Caleb W Dorsey et al. J Clin Microbiol. 2003 Sep.

Abstract

The Acinetobacter baumannii 19606 prototype strain produces a 78-kDa iron-regulated outer membrane protein immunologically related to FatA, which is required for iron acquisition by the fish pathogen Vibrio anguillarum via the anguibactin-mediated system. This A. baumannii strain also secretes histamine, a biosynthetic precursor of the siderophore anguibactin. In contrast, the A. baumannii 8399 clinical strain isolated in Oregon produces a siderophore and a putative 73-kDa iron-regulated outer membrane (OM73) receptor that are different from those produced by V. anguillarum and A. baumannii 19606. These observations suggest that different A. baumannii clinical isolates express unrelated iron uptake systems. This hypothesis is supported by differences in outer membrane protein profiles among A. baumannii isolates obtained from Oregon and Europe.

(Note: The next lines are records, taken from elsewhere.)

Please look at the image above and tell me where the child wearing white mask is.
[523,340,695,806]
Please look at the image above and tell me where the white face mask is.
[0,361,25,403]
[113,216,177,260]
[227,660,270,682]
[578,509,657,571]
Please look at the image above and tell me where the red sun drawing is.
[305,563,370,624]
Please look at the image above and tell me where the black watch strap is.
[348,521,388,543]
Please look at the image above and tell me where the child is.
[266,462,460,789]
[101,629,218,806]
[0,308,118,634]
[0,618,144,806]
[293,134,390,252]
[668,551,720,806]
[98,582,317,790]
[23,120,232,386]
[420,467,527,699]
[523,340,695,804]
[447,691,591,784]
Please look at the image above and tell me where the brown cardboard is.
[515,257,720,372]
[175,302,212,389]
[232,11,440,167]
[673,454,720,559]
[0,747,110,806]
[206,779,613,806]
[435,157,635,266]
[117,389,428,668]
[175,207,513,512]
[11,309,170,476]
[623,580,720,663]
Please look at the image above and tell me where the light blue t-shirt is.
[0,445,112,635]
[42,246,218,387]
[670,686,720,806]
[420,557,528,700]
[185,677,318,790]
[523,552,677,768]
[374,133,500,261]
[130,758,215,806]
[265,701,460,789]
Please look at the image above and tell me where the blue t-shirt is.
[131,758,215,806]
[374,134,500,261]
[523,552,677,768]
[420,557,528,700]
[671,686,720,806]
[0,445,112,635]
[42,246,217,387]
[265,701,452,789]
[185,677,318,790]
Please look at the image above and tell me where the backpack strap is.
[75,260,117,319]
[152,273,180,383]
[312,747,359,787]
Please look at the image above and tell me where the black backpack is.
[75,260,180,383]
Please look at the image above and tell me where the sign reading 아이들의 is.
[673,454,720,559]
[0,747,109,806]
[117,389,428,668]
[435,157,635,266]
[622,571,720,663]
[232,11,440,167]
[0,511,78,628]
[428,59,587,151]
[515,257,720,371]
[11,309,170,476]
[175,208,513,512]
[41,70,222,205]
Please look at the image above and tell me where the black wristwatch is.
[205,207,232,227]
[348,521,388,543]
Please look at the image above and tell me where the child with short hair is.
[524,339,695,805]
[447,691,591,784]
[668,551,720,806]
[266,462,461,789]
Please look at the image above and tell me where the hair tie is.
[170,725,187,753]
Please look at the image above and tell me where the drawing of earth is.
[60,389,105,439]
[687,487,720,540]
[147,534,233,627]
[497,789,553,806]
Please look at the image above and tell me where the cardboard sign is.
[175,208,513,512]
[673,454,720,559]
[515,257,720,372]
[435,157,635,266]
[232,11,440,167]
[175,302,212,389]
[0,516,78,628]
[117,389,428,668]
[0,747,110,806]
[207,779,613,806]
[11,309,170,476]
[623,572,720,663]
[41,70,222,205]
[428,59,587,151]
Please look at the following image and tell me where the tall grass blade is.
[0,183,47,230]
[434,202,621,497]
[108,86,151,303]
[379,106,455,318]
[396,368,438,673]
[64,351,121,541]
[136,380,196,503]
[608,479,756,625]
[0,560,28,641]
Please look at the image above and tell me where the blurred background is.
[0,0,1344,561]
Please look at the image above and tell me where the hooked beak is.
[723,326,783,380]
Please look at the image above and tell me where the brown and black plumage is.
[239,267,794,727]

The 19606 isolate and some European isolates expressed a FatA-like protein, while neither 19606 nor any of the European isolates expressed proteins related to OM73. Some European isolates failed to express FatA- and OM73-like proteins. All but one of the Oregon isolates expressed OM73-like proteins, while none of them contained a FatA-like protein. The presence of these proteins always correlated with the presence of the om73- and fatA-like genes in the cognate strains. While 19606 and a few European isolates produced histamine, none of the Oregon isolates had this capability. Interestingly, one strain each from the Oregon and European isolates did not express any of these products involved in iron acquisition, indicating that they could acquire iron through siderophore-mediated transport systems different from those expressed by the 19606 and 8399 clinical isolates.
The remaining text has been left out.